Objective: The objective of this study was to examine the immunohistochemical expression of hPTTG in DTC and its association with known prognostic factors.
Design: hPTTG expression was analyzed by immunostaining on paraffin-embedded tissues. Clinical data were used to determine any associations between the expression of hPTTG and prognostic variables of DTC. A median follow-up of 43 months allowed us to analyze the persistence of disease and the response to radioiodine therapy.
Setting: The study was conducted at a tertiary university hospital.
Patients: Ninety-five patients undergoing surgical resection for DTC (n = 60) or benign nodular thyroid disease (n = 35) were studied.
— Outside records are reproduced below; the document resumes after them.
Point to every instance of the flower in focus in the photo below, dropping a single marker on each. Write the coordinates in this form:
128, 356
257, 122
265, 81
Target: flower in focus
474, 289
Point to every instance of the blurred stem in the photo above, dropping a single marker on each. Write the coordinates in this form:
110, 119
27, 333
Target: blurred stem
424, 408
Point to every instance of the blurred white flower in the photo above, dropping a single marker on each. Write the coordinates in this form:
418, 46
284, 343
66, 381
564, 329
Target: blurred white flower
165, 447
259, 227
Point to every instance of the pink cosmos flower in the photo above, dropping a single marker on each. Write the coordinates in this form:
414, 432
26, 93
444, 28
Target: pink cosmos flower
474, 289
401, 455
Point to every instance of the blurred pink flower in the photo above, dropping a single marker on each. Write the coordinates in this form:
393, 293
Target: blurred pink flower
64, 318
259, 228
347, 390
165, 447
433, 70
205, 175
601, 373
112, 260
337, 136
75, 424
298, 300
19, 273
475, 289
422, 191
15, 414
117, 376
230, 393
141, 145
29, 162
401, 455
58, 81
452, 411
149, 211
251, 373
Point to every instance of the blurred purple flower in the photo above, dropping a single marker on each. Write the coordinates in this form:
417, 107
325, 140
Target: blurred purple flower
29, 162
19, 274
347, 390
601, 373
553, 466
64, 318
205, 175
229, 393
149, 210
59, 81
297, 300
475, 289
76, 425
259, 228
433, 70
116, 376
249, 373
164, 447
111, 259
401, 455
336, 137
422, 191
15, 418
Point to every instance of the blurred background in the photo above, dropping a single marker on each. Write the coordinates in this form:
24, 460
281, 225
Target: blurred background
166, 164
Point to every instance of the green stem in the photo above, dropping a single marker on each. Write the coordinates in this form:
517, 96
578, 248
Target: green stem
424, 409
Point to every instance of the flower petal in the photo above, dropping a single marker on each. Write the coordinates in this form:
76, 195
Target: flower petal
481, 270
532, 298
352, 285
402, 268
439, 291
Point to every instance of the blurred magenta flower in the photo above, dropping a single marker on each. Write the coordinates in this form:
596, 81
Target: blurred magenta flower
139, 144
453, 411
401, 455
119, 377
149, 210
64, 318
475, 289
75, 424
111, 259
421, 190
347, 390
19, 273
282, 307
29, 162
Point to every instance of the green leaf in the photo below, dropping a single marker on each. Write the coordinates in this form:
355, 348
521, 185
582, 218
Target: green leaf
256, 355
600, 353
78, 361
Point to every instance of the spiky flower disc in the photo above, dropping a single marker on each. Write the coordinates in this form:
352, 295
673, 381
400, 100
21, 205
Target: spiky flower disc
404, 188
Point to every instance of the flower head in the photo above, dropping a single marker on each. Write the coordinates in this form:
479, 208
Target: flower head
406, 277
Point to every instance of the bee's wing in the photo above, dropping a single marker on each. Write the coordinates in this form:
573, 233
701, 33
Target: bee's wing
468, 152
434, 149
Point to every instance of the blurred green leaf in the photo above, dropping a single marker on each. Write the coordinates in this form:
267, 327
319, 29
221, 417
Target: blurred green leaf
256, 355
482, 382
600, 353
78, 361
Main Outcome Measure: The main outcome measure was the association between hPTTG expression and prognostic factors in DTC.
Results: Among DTC cases, 21 (35%) had low and 39 (65%) had high hPTTG immunostaining. Adjacent nonneoplastic thyroid tissue was largely unstained. Among benign nodular thyroid disease cases, immunostaining was detected focally in eight (22.8%). A significant association was found between hPTTG expression and the presence of nodal (P < 0.01) or distant metastases (P < 0.05). A significant association with TNM was also found, because 83.3% of advanced TNM stages showed elevated hPTTG (P < 0.05). The association between hPTTG overexpression and decreased radioiodine uptake during follow-up was also significant (P < 0.05). The expression levels of hPTTG were confirmed as an independent prognostic factor for persistent disease (relative risk, 3.0; 95% confidence interval, 1.18.7; P < 0.05).
Conclusions: Immunohistochemical analysis of hPTTG is of potential value in the determination of tumor aggressiveness in DTC.